A proposta satisfazia Dublin – ainda que não fosse tão longe como  inicialmente pedira – e o primeiro-ministro irlandês, Leo Varadkar, chegou a convocar a imprensa para anunciar que conseguira o que pretendia, mal May e Juncker terminassem em Bruxelas o almoço. “Chegámos a um acordo abrangente sobre as questões irlandesas”, disse à Reuters um fonte do executivo em Dublin. Também os negociadores britânicos pareciam satisfeitos com o termo encontrado, entendendo que era suficientemente ambíguo para lhe dar margem de manobra nos meses de negociações que têm pela frente. Mas para o DUP, que tem a sua razão de ser na defesa da Irlanda do Norte como parte indissociável do Reino Unido, a sugestão de um estatuto de excepção era simplesmente inaceitável.

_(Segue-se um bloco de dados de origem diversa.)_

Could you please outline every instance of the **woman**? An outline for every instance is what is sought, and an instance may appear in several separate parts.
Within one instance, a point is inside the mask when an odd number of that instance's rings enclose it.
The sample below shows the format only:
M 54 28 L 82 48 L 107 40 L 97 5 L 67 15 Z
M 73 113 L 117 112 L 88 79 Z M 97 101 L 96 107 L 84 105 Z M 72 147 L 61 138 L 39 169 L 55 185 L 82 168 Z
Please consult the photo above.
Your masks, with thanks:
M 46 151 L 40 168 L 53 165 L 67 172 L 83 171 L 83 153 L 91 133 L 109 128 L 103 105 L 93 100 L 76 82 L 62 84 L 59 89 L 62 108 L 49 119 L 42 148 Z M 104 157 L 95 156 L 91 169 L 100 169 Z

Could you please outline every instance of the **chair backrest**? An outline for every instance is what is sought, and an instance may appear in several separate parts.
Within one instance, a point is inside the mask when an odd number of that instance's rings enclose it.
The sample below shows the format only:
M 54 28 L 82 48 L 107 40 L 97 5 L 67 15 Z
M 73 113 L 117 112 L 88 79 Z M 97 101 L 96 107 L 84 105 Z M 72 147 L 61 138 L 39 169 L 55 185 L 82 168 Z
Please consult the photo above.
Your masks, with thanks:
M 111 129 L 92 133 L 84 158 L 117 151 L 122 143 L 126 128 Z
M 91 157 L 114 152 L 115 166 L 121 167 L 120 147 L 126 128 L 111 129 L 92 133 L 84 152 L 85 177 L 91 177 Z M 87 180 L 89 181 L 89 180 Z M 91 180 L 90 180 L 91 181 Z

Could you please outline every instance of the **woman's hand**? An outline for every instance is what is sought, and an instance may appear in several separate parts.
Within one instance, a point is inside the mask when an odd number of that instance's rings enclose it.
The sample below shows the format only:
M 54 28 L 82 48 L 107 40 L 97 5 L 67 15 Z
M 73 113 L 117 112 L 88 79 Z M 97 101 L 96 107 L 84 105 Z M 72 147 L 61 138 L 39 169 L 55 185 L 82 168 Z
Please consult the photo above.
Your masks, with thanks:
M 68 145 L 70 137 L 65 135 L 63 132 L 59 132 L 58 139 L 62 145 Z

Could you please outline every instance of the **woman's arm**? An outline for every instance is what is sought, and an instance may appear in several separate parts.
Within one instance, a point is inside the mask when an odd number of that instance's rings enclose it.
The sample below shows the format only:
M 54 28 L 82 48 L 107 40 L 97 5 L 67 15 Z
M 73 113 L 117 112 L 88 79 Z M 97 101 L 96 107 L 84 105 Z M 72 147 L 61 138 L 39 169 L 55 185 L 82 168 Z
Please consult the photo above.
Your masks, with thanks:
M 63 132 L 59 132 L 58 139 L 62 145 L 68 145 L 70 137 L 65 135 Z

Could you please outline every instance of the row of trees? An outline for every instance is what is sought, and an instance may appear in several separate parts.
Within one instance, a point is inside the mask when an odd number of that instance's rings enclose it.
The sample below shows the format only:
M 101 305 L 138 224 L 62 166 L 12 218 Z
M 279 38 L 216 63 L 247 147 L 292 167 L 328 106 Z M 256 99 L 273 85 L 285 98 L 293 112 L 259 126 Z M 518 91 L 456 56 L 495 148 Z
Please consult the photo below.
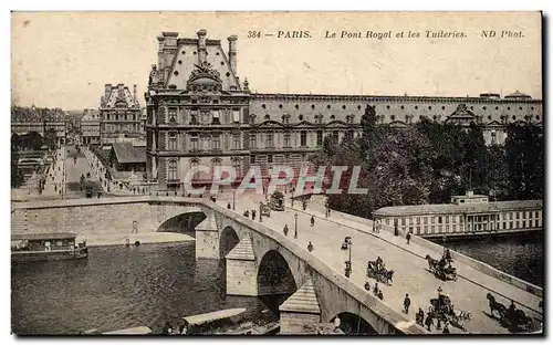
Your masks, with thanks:
M 533 124 L 510 124 L 504 146 L 486 146 L 482 128 L 430 119 L 393 128 L 376 124 L 367 106 L 363 135 L 328 136 L 315 165 L 361 166 L 358 186 L 368 195 L 333 195 L 332 208 L 369 217 L 382 207 L 445 203 L 468 189 L 492 200 L 541 199 L 544 195 L 544 139 Z M 347 190 L 347 174 L 341 188 Z
M 40 133 L 31 132 L 25 135 L 11 135 L 11 187 L 18 188 L 23 184 L 23 174 L 18 169 L 20 151 L 23 149 L 40 150 L 42 146 L 54 149 L 56 146 L 55 129 L 46 130 L 44 138 Z

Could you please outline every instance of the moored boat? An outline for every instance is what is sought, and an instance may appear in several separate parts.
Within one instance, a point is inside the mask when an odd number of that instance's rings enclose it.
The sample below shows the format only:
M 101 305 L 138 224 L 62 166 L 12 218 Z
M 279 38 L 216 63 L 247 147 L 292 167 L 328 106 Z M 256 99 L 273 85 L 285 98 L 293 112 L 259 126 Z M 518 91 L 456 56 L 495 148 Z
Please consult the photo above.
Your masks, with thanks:
M 86 243 L 75 244 L 76 234 L 14 233 L 11 236 L 11 261 L 75 260 L 88 257 Z
M 202 325 L 206 323 L 237 316 L 237 315 L 242 314 L 243 312 L 246 312 L 246 307 L 228 309 L 228 310 L 221 310 L 221 311 L 211 312 L 211 313 L 186 316 L 186 317 L 184 317 L 184 320 L 190 326 L 199 326 L 199 325 Z

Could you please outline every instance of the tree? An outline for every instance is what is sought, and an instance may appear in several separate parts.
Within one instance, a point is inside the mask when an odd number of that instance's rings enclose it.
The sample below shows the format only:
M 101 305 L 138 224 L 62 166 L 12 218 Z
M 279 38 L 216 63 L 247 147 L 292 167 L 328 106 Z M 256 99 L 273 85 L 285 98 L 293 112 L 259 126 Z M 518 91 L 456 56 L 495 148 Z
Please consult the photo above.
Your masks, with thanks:
M 54 149 L 56 146 L 58 135 L 54 128 L 49 128 L 44 134 L 44 145 L 46 145 L 50 149 Z
M 19 164 L 19 135 L 11 135 L 11 187 L 18 188 L 23 184 L 23 176 L 18 169 Z

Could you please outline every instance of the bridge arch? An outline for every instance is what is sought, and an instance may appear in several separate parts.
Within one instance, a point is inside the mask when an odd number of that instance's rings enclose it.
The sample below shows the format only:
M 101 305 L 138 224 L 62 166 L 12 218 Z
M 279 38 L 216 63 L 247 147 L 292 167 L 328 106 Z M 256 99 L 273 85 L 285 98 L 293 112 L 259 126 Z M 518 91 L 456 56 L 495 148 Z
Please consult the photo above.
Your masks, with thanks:
M 274 249 L 265 252 L 258 268 L 258 295 L 292 294 L 296 290 L 286 259 Z
M 158 228 L 157 232 L 178 232 L 196 237 L 196 227 L 206 219 L 206 213 L 201 210 L 190 210 L 166 219 Z
M 361 315 L 349 312 L 343 312 L 333 316 L 328 322 L 340 318 L 340 328 L 345 334 L 378 334 L 371 324 Z
M 219 258 L 225 259 L 225 257 L 227 257 L 238 242 L 240 242 L 240 238 L 238 237 L 238 232 L 234 228 L 231 226 L 225 227 L 219 237 Z

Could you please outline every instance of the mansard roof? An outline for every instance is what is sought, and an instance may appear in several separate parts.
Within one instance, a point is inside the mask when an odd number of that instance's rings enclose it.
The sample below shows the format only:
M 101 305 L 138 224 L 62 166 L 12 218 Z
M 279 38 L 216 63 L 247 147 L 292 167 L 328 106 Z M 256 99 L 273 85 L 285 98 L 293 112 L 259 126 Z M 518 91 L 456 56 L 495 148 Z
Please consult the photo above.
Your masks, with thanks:
M 166 45 L 165 48 L 164 53 L 167 54 L 165 61 L 168 61 L 169 69 L 167 80 L 163 84 L 165 87 L 169 87 L 170 85 L 176 90 L 186 90 L 187 82 L 192 72 L 200 64 L 198 53 L 199 40 L 177 39 L 175 44 L 175 46 Z M 242 90 L 219 40 L 206 40 L 206 63 L 209 63 L 211 69 L 219 74 L 222 91 Z M 161 73 L 161 71 L 157 73 Z M 205 82 L 208 81 L 205 80 Z
M 111 107 L 139 107 L 138 100 L 124 84 L 106 84 L 104 94 L 101 97 L 100 106 L 103 108 Z

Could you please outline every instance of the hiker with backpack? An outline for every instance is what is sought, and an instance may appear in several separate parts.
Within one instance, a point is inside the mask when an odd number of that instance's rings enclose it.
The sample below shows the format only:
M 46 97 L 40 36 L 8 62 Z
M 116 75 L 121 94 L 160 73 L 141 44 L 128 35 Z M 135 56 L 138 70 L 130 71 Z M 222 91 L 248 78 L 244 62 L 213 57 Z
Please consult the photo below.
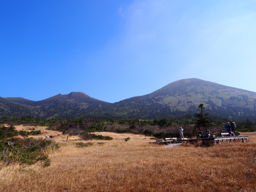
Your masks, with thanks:
M 203 137 L 203 131 L 202 131 L 201 129 L 199 129 L 198 132 L 196 135 L 196 139 L 201 138 Z
M 210 136 L 210 132 L 208 129 L 206 129 L 206 132 L 205 134 L 204 135 L 204 138 L 209 138 Z
M 229 133 L 230 131 L 230 125 L 229 124 L 229 122 L 227 123 L 227 124 L 225 125 L 225 129 L 227 132 Z
M 183 136 L 183 128 L 182 127 L 180 127 L 180 128 L 179 128 L 179 131 L 180 132 L 180 138 L 181 139 L 183 138 L 183 139 L 184 139 L 184 136 Z
M 236 135 L 236 133 L 235 132 L 235 130 L 236 129 L 236 123 L 233 122 L 232 120 L 230 121 L 230 129 L 231 131 L 235 134 L 235 135 Z

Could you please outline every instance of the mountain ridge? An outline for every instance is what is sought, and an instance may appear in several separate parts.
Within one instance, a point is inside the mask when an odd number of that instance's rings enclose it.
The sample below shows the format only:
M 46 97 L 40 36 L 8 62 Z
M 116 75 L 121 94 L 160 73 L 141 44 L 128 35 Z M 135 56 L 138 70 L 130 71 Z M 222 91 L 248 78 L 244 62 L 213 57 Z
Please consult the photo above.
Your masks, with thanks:
M 256 93 L 197 78 L 171 83 L 151 93 L 109 103 L 84 93 L 59 94 L 41 101 L 1 98 L 0 117 L 156 118 L 193 114 L 204 103 L 214 116 L 255 116 Z

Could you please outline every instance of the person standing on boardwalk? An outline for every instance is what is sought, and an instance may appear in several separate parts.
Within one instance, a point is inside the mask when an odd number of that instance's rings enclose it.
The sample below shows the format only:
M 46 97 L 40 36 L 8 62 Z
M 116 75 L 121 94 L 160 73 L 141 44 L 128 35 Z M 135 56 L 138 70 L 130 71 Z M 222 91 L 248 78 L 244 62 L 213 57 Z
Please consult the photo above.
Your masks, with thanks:
M 235 122 L 233 122 L 233 121 L 230 121 L 230 128 L 231 128 L 231 131 L 235 134 L 235 135 L 236 135 L 236 132 L 235 132 L 235 130 L 236 130 L 236 123 Z
M 198 132 L 196 135 L 196 139 L 201 138 L 203 137 L 203 131 L 202 131 L 201 129 L 199 129 Z
M 182 139 L 183 138 L 183 139 L 184 139 L 184 136 L 183 136 L 183 128 L 182 127 L 180 127 L 180 128 L 179 128 L 179 131 L 180 131 L 180 138 Z
M 229 133 L 229 132 L 230 131 L 230 125 L 229 124 L 229 122 L 227 123 L 225 125 L 225 129 L 228 132 L 228 133 Z

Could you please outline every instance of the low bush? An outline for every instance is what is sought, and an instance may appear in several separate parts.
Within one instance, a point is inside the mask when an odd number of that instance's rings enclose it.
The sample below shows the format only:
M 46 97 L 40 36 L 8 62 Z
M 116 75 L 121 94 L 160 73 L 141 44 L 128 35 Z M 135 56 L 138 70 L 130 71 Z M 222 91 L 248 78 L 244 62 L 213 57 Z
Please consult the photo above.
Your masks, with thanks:
M 23 137 L 28 137 L 28 135 L 37 135 L 42 134 L 40 130 L 27 131 L 19 131 L 18 133 Z
M 92 146 L 93 145 L 93 143 L 91 142 L 86 142 L 86 143 L 84 143 L 83 142 L 79 142 L 76 143 L 76 147 L 89 147 L 89 146 Z
M 13 138 L 0 142 L 0 160 L 7 164 L 33 164 L 41 161 L 49 166 L 50 161 L 47 153 L 58 148 L 58 145 L 50 140 Z
M 131 139 L 131 138 L 129 138 L 129 137 L 128 137 L 128 138 L 124 138 L 124 140 L 126 142 L 128 141 L 129 141 L 129 140 L 130 140 L 130 139 Z
M 89 140 L 91 139 L 106 140 L 111 140 L 113 138 L 109 136 L 102 136 L 102 135 L 97 135 L 95 134 L 89 133 L 86 131 L 81 132 L 79 134 L 80 138 L 84 140 Z

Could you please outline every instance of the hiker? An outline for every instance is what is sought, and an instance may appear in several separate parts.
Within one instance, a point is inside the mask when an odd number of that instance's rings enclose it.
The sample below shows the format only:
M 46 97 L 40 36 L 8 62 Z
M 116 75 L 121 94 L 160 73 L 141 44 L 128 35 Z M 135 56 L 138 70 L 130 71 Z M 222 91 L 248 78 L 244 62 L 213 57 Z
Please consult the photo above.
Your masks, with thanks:
M 205 134 L 204 135 L 204 138 L 208 138 L 210 137 L 210 132 L 208 129 L 206 129 L 206 131 Z
M 183 128 L 182 127 L 180 127 L 179 128 L 179 131 L 180 131 L 180 135 L 181 138 L 183 138 L 184 139 L 184 136 L 183 136 Z
M 228 133 L 229 133 L 229 132 L 230 131 L 230 125 L 229 124 L 229 122 L 227 123 L 225 125 L 225 129 L 228 132 Z
M 197 133 L 197 135 L 196 135 L 196 139 L 199 139 L 202 138 L 203 136 L 203 131 L 199 129 L 198 130 L 198 132 Z
M 232 131 L 229 132 L 229 135 L 231 136 L 231 137 L 236 136 L 235 133 Z
M 235 132 L 235 130 L 236 130 L 236 123 L 235 122 L 233 122 L 232 120 L 230 121 L 230 128 L 231 128 L 231 131 L 234 132 L 235 134 L 235 136 L 236 136 L 236 132 Z

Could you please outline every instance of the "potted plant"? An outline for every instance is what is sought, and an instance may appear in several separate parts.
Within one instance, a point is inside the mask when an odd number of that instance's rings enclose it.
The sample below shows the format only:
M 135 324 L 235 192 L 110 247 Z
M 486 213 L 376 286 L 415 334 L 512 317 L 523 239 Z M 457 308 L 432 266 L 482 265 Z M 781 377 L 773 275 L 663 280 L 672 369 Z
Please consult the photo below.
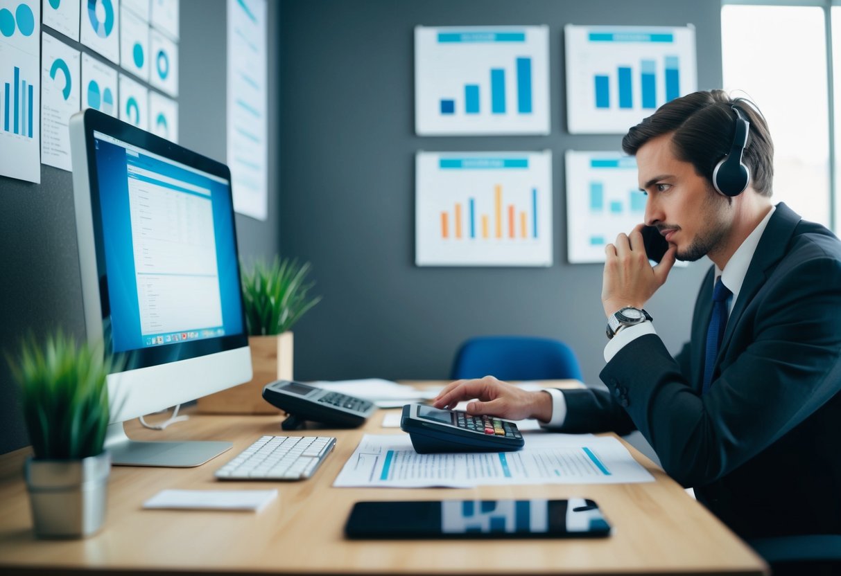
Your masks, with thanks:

“Deixámos muito claro que a Irlanda do Norte deve deixar a UE nos mesmos termos do resto do Reino Unido. Não aceitaremos qualquer forma de divergência regulatória que nos separe económica ou politicamente do restante Reino Unido”, afirmou ao início da tarde Arlene Foster, a líder do maior partido unionista, de quem os conservadores de May dependem para manter a maioria no Parlamento que perderam nas legislativas de Junho. O aviso era claro: ou May recuava naquilo que anunciou em Janeiro e aceitava que todo o país permanecesse no mercado único (o que seria inaceitável para a ala eurocéptica do seu partido) ou retirava de cima da mesa a cedência que se preparava para fazer em Bruxelas. Se nada disso acontecesse era a sua sobrevivência e do seu governo que ficariam em causa.

“Não é um fracasso”

Laura Kuenssberg, editora de Política da BBC, escreveu que 20 minutos depois da conferência de imprensa de Foster, a primeira-ministra britânica interrompeu as conversações com Juncker para falar ao telefone com a líder do DUP. “Quando regressou à sala o acordo tinha caído por terra”. Pouco depois, a primeira-ministra britânica e o presidente da Comissão punham o seu melhor sorriso para confirmar que não tinha sido possível superar as últimas divergências em dois dossiers – além da Irlanda, também a questão dos direitos dos cidadãos europeus e britânicos afectados pelo “Brexit” continua a não estar totalmente resolvida, ainda que várias fontes assumam que um acordo esteja à vista.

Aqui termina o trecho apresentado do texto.